Marvin Swartz

Marvin Swartz

Professor in Psychiatry and Behavioral Sciences

Bio

Dr. Marvin Swartz serves as the lead of our Behavioral Health Research Team. His major research interests are in examining the effectiveness of services for severely mentally ill individuals, including legal factors that improve or impede good outcomes. His current research includes: the effectiveness of involuntary outpatient commitment, psychiatric advance directives, criminal justice outcomes for persons with mental illnesses, violence and mental illness and antipsychotic medications.
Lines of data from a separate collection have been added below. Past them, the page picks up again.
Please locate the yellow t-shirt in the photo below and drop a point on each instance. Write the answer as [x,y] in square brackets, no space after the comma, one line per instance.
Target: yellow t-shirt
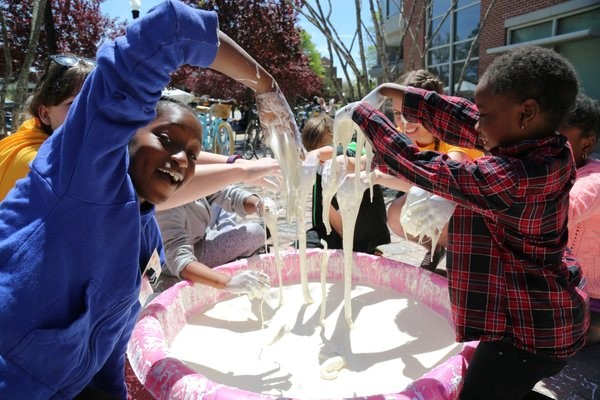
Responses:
[16,153]
[447,148]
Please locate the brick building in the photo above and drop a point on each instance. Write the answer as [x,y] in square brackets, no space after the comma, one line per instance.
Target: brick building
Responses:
[442,35]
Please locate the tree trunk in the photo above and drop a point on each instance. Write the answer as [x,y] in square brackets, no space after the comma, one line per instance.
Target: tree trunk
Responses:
[50,31]
[7,74]
[39,7]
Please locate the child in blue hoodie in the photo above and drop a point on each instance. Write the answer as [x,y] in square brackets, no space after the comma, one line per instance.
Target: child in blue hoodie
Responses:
[74,232]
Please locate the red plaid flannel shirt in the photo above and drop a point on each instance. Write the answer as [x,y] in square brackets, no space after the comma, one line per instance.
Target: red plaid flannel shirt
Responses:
[506,274]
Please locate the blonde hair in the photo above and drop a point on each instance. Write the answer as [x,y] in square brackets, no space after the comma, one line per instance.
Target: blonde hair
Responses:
[314,129]
[422,79]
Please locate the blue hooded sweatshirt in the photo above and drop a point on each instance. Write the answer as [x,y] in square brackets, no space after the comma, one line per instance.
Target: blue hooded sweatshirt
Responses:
[71,233]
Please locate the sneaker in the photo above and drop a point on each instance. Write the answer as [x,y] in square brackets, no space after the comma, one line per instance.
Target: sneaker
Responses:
[430,262]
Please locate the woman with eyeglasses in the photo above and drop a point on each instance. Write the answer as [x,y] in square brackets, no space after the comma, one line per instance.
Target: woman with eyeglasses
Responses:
[424,140]
[71,231]
[48,107]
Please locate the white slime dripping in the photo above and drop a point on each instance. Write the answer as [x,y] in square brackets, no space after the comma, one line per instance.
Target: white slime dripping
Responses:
[270,216]
[308,175]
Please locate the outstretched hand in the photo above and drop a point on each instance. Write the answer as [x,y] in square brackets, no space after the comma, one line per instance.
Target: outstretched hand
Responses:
[251,282]
[264,172]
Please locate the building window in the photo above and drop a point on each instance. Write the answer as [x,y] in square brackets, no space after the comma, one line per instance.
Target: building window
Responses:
[392,7]
[452,31]
[582,51]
Marvin also served as a member of the MacArthur Foundation Research Network on Mandated Community Treatment. In this and related work he examined the role legal tools such as Psychiatric Advance Directives may play in improving outcomes for persons with severe mental illness. In this regard, he served as Co-PI with Jeffrey Swanson of a NIMH study examining the effectiveness of Psychiatric Advance Directives and a MacArthur Foundation grant supporting their dissemination. They also evaluated New York’s Assisted Outpatient Treatment Program (Kendra’s Law) and estimated the cost of criminal justice involvement in severely mentally ill individuals. His current work includes NC-funded studies of the adequacy of substance use disorder services for persons re-entering from NC prisons, including justice-involved youth and the status of involuntary inpatient and outpatient commitment programs in NC with options for reform.